One idea on where to start (which validates that you're able to process the audio file, before deciding how to implement the data transformations) would be to focus on implementing your points 3, 4, and 11 (load file, pass over or process metadata, and loop over the stream of values in the file until done) would be to print the value stream - this is probably the part that's the most involved technically and least interesting to what you're trying to accomplish, since it's audio format specific, with the rest of your proposed project (modifying the values and saving back to another stream) are the parts you're more likely to experiment with continuously and discover as you go. Loading the file, finding the audio data values, and "processing" them one by one (in the empty case just printing these or something else that doesn't alter the input stream) is the framework that's probably going to be constant, and may be the part that's either totally non-interesting to you or possibly frustrating (I would assume this is the part that will probably require the most library use or C specific code, and probably involves looking into the audio format you're using).

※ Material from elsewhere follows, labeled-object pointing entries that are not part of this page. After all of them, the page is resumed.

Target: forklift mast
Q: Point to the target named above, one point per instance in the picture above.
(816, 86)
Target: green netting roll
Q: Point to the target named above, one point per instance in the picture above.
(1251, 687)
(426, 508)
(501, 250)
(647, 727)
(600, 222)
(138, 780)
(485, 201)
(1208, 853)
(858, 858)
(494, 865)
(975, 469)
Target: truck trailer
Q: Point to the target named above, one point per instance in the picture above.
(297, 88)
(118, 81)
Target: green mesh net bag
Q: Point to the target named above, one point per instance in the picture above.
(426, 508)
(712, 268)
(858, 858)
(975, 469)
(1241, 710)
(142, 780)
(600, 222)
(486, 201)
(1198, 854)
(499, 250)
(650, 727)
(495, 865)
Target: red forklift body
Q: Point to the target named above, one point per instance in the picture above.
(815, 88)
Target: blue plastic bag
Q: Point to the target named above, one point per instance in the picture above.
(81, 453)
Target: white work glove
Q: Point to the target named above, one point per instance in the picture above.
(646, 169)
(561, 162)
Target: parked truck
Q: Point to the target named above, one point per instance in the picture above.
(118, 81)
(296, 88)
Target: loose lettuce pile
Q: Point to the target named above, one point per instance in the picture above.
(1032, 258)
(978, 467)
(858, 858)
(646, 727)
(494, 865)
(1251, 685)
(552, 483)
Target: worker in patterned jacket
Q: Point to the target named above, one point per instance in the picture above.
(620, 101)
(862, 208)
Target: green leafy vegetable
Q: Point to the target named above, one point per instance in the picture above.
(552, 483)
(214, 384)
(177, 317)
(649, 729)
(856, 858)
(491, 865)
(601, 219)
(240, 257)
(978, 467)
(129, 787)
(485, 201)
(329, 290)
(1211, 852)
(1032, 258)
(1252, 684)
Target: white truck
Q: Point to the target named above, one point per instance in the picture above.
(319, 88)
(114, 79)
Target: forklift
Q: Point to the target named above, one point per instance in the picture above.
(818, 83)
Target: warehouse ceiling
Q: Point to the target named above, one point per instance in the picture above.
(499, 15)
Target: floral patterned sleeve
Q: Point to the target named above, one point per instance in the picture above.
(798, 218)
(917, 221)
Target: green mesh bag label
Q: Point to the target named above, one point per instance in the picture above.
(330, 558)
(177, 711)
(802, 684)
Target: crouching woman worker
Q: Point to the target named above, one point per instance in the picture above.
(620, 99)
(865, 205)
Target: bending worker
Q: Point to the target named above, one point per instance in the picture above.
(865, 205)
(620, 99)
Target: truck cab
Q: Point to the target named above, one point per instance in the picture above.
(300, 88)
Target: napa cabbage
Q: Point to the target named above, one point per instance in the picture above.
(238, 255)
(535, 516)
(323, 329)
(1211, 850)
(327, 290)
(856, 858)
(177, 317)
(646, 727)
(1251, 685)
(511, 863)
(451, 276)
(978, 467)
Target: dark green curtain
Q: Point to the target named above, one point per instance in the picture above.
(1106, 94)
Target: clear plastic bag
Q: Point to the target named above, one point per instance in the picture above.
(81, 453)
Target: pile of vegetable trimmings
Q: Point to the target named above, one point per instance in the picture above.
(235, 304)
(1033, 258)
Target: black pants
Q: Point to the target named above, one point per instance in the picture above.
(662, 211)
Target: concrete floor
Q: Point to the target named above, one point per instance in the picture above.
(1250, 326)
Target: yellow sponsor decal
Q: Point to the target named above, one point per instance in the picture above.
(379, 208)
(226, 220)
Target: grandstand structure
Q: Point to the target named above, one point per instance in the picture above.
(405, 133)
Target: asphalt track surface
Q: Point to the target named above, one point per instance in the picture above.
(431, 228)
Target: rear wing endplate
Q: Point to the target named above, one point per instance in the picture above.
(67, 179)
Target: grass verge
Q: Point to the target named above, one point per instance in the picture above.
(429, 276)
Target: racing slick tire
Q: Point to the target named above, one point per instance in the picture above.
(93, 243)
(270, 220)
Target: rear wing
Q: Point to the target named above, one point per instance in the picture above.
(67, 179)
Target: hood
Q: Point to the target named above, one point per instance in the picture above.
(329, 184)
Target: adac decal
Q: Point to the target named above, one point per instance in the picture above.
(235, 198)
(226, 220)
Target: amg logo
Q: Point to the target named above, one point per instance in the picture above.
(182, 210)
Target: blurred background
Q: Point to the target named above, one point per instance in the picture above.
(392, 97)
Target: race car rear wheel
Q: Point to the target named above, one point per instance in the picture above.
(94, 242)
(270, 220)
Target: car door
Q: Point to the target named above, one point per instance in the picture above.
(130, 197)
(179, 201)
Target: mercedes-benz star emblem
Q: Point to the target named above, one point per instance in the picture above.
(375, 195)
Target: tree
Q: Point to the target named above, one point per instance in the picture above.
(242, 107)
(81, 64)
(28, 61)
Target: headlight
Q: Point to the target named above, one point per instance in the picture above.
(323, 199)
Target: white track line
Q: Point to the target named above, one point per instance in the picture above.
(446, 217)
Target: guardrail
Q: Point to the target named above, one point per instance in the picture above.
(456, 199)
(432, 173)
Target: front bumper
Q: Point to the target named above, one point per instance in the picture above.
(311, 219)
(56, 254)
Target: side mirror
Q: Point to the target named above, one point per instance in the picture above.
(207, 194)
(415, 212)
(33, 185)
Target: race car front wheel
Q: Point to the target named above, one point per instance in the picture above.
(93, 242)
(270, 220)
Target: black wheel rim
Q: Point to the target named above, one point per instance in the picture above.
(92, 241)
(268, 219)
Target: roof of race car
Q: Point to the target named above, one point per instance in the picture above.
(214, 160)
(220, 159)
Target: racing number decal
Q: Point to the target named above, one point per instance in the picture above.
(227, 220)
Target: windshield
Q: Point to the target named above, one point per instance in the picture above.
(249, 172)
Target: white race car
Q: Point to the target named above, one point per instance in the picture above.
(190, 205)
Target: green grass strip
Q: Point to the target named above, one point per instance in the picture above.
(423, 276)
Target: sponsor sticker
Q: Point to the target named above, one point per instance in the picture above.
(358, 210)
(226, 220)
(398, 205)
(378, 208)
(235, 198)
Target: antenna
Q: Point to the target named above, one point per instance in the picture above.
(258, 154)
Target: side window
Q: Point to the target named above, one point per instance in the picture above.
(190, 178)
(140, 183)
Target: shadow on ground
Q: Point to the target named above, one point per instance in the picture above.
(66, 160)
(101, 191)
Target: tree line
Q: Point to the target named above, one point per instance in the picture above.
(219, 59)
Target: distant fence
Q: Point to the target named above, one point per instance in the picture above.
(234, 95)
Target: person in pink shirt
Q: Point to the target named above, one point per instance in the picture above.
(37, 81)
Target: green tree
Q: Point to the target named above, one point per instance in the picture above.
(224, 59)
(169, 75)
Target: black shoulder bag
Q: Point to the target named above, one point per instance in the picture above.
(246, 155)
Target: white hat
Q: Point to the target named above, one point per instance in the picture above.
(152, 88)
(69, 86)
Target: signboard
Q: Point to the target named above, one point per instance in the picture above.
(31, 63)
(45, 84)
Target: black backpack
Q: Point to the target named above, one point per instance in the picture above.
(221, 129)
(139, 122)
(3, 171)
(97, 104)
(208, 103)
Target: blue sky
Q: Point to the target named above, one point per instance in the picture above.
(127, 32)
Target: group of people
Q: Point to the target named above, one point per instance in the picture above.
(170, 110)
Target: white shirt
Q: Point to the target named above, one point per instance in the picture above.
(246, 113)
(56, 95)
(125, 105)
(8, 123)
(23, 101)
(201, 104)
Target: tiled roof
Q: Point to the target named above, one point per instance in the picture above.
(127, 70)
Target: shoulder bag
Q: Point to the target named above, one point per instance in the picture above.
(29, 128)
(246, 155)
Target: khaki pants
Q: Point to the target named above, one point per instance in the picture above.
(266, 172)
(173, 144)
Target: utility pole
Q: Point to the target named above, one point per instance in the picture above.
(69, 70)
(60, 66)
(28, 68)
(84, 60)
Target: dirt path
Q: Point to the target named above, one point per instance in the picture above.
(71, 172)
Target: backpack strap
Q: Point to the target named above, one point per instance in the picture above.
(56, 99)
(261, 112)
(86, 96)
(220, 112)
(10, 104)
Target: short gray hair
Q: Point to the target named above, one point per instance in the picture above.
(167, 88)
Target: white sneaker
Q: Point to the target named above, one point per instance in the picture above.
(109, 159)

Once you have a "do something to each value in the data" loop set up, choosing what to do (some mathematical transformation like base-N digit reversal) seems like it would be easier to add into that framework; more like tinkering with the transformation choices than building a "big project" each time - the audio file processing is more or less constant work, hopefully reusable for all files of the same format for any transformation you're making.

Not sure if that helps, and if you're not comfortable with C or another programming language already, you might find libraries in python that work sufficiently well. C is probably a good tool for the job, but there's a lot of overhead you might be able to avoid using a higher level language. The overhead is mainly in steps 3, 4, and 11 if I understand the problem and guess about what the code will look like when it's working.

If there's already a great library that makes steps 3, 4, and 11 easier for you that's awesome, and then making your inner loop steps 5 through 10 something you can plug into the outer framework (passing a function pointer that takes audio values and returns output values might make sense for that?). If you haven't already looked into this, libsndfile might be a good place to start.

Looking at the Mathematica docs (reference.wolfram.com/language/ref... for example) it looks like a high level Audio object based on arrays of numbers was already present, almost certainly you'll need to find the library that does this for you in C or read some file format docs to determine how to do it for yourself.

There's no harm (especially if it's not too slow for you) to do this in Mathematica first and only move to C if you need a speed boost or want to do things that aren't made easy there. My assumptions without a lot of experience are that Mathematica will be sufficiently fast for shorter samples and performance may suffer for longer or higher sample rate inputs.